En conséquence, il a jugé que la disposition de la loi déférée qui confie au Ministre de l'Intérieur la charge d'apprécier « la vocation humanitaire » des associations , notion dont le contenu n'a été précisé par aucun texte législatif, porte atteinte au principe de légalité des délits et des peines en ce qu'elle fait dépendre le champ d'application de la loi pénale d'une décision administrative, et conduit ainsi à l'incompétence négative du législateur.
Cette partie de l'article 13 a été considérée comme inséparable du reste de cette disposition ,compte tenu des débats parlementaires.
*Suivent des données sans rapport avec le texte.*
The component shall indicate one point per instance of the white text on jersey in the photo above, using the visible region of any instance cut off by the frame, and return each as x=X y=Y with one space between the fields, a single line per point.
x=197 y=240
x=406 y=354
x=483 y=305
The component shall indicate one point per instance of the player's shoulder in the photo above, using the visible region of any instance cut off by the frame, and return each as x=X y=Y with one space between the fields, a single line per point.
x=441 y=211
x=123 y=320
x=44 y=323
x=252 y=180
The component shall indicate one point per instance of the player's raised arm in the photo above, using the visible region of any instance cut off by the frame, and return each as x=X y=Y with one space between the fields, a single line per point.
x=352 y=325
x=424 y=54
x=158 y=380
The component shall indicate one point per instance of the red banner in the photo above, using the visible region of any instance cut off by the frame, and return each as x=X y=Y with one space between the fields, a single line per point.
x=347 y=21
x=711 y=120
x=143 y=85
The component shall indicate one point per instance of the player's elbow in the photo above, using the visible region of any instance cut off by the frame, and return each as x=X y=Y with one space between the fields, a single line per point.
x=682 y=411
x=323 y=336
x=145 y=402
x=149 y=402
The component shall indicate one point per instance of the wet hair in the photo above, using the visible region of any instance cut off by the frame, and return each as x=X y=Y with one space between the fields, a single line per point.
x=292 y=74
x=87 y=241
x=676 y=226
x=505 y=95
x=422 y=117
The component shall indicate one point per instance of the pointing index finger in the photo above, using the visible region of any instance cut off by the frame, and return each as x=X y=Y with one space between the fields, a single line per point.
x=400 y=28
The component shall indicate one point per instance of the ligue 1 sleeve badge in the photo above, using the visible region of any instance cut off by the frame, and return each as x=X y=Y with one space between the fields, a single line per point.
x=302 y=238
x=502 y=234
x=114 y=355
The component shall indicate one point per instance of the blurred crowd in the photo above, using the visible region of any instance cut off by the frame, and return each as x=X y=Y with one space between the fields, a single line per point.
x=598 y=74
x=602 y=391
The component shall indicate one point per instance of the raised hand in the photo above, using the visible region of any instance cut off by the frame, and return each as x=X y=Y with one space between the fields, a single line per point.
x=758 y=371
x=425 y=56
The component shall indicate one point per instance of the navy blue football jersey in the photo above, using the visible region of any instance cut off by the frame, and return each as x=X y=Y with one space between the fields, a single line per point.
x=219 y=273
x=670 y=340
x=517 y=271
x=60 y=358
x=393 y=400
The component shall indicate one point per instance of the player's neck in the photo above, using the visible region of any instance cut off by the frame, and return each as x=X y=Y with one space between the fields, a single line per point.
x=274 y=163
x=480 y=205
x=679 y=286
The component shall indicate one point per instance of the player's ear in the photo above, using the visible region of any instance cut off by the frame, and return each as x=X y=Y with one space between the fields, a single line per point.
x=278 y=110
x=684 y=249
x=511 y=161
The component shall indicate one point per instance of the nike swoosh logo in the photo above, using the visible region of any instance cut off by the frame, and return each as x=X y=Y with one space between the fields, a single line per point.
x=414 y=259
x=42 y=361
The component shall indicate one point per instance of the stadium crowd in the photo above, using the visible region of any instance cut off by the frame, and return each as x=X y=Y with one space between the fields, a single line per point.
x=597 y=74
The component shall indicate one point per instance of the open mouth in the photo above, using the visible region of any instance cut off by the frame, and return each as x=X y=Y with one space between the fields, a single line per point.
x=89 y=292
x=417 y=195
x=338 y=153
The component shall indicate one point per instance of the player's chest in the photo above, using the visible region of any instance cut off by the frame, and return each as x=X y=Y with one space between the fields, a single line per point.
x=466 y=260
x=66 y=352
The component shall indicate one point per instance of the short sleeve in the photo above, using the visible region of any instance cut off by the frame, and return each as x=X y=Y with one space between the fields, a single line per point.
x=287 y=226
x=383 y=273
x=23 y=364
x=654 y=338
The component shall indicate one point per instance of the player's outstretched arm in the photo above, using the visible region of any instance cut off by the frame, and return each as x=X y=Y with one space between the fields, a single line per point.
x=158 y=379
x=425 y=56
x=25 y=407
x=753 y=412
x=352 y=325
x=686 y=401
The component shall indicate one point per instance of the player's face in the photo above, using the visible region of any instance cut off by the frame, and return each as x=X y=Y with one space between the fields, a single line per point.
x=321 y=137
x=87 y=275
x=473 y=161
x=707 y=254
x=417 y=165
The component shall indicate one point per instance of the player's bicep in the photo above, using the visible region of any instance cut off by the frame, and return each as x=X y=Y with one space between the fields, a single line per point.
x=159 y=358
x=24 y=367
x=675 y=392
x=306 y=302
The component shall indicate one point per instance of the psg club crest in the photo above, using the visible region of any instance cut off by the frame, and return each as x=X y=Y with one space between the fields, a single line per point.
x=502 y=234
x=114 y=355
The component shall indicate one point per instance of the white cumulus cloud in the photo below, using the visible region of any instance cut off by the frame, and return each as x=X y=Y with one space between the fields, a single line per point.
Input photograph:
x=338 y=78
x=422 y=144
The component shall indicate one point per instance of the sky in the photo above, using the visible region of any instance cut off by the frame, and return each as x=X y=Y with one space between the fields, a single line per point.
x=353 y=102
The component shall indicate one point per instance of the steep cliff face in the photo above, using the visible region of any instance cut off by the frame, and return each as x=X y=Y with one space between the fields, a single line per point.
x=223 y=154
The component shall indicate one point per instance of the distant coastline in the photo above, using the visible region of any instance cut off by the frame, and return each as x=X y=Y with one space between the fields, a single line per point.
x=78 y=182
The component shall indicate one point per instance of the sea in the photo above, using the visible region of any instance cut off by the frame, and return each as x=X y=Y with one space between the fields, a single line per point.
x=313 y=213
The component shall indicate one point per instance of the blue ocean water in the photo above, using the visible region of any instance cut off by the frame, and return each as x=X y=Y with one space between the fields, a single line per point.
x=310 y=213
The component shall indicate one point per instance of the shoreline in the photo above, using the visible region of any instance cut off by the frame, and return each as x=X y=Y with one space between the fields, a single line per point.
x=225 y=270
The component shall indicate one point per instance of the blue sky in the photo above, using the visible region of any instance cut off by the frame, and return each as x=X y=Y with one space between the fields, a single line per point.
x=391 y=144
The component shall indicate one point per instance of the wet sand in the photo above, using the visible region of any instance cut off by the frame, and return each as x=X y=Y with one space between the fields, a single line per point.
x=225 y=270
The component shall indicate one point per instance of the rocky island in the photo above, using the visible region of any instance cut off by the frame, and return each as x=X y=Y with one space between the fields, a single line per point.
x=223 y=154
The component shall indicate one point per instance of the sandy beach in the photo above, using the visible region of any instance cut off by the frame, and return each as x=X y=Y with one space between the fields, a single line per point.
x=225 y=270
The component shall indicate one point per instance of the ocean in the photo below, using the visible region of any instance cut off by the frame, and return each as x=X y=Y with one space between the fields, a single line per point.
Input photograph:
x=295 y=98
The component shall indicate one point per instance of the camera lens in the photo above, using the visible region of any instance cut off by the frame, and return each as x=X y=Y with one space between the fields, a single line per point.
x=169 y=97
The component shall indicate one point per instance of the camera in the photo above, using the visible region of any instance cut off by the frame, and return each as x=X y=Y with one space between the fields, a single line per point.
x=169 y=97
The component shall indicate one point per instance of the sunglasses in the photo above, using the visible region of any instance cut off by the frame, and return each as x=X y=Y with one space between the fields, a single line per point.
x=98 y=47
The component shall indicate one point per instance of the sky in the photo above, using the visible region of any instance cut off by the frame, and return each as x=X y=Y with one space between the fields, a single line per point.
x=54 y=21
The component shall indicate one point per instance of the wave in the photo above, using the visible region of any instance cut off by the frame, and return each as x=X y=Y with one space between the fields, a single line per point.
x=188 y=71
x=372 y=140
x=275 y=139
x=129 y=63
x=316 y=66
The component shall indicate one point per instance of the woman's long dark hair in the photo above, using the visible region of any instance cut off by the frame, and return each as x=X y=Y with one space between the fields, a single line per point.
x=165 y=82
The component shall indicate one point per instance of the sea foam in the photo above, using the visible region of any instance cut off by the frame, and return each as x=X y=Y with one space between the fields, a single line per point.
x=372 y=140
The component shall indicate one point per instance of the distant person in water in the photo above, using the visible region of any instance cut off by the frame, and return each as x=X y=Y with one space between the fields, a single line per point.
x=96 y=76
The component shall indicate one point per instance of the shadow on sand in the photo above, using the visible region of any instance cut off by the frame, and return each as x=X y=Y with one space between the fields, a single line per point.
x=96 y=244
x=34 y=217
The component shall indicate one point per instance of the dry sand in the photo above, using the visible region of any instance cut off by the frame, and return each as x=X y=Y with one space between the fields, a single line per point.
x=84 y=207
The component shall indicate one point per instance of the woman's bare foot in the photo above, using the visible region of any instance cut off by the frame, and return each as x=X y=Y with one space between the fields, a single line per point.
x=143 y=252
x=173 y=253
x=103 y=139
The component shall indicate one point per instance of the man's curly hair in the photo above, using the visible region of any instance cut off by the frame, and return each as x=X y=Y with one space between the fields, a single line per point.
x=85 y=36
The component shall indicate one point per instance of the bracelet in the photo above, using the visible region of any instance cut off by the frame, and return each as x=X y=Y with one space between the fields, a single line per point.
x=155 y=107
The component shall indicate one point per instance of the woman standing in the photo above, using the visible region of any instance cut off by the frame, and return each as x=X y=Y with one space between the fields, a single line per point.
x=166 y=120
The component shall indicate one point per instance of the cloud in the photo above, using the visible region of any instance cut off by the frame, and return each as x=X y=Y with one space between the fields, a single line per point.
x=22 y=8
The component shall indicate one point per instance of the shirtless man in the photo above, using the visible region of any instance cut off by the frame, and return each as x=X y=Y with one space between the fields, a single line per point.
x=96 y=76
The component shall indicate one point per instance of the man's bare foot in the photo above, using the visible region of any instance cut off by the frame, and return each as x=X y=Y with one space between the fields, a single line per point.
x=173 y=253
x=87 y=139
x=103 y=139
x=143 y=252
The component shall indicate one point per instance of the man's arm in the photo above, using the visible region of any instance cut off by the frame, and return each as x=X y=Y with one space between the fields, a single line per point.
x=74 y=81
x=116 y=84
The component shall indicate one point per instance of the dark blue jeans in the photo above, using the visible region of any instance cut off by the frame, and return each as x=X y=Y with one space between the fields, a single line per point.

L'article 13 a donc été déclaré contraire, dans son ensemble, à la Constitution.
Cependant, le Conseil constitutionnel a rappelé « qu'il appartient au juge, conformément au principe de légalité des délits et des peines, d'interpréter strictement les éléments constitutifs de l'infraction définie l'article 21 de l'ordonnance du 2 novembre 1945, notamment lorsque la personne morale en cause est une association à but non lucratif et à vocation humanitaire, ou une fondation, apportant, conformément à leur objet, aide et assistance aux étrangers ».
L'article 29, modifie les compétences de l'Office français de protection des réfugiés et apatrides (OFPRA).
Désormais la qualité de réfugié pourra être reconnue par l'Office non seulement à celui ou à celle dont la situation répond aux critères retenus par la Convention de Genève sur les réfugiés mais aussi à « toute personne persécutée en raison de son action en faveur de la liberté », formule reprise du quatrième alinéa du Préambule de la Constitution de 1946.
Constatant que la Commission de recours des réfugiés, dont un des membres représente le Haut Commissariat des Nations Unies pour les réfugiés et peut être de nationalité étrangère, devra désormais interpréter une disposition constitutionnelle, les requérants soutenaient que l'article 29 serait contraire à un principe fondamental reconnu par les lois de la République selon lequel les jugements sont rendus « au nom du peuple français ».
Le Conseil constitutionnel a considéré que les fonctions juridictionnelles sont inséparables de l'exercice de la souveraineté nationale et ne sauraient, en principe, être confiées à des personnes de nationalité étrangère ou représentant un organisme international.
Toutefois le Conseil constitutionnel a admis qu'il pouvait être dérogé à ce principe dès lors qu'il s'agit de mettre en oeuvre un engagement international de la France et sous réserve qu'il ne soit pas porté atteinte aux conditions essentielles d'exercice de la souveraineté nationale.
Le Conseil a considéré que la composition de la Commission de recours des réfugiés, qui a pour vocation d'appliquer la Convention de Genève et dans laquelle la présence de représentants du HCR est minoritaire, ne méconnaît pas ces exigences constitutionnelles. Il a ainsi admis la constitutionnalité de l'organisation actuelle de la Commission des recours.
En outre il a estimé qu'il était loisible au législateur, dans l'intérêt d'une bonne administration de la justice, de prévoir que des demandes de reconnaissance de la qualité des réfugiés, fondées sur des textes juridiques distincts (Convention et Constitution), fassent l'objet d'une instruction commune.
Dès lors l'article 29, qui ajoute une compétence nouvelle (asile constitutionnel) aux attributions de l'OFPRA et donc, en appel, à celles de la Commission des recours, ne méconnaît aucun principe ni aucune règle de valeur constitutionnelle.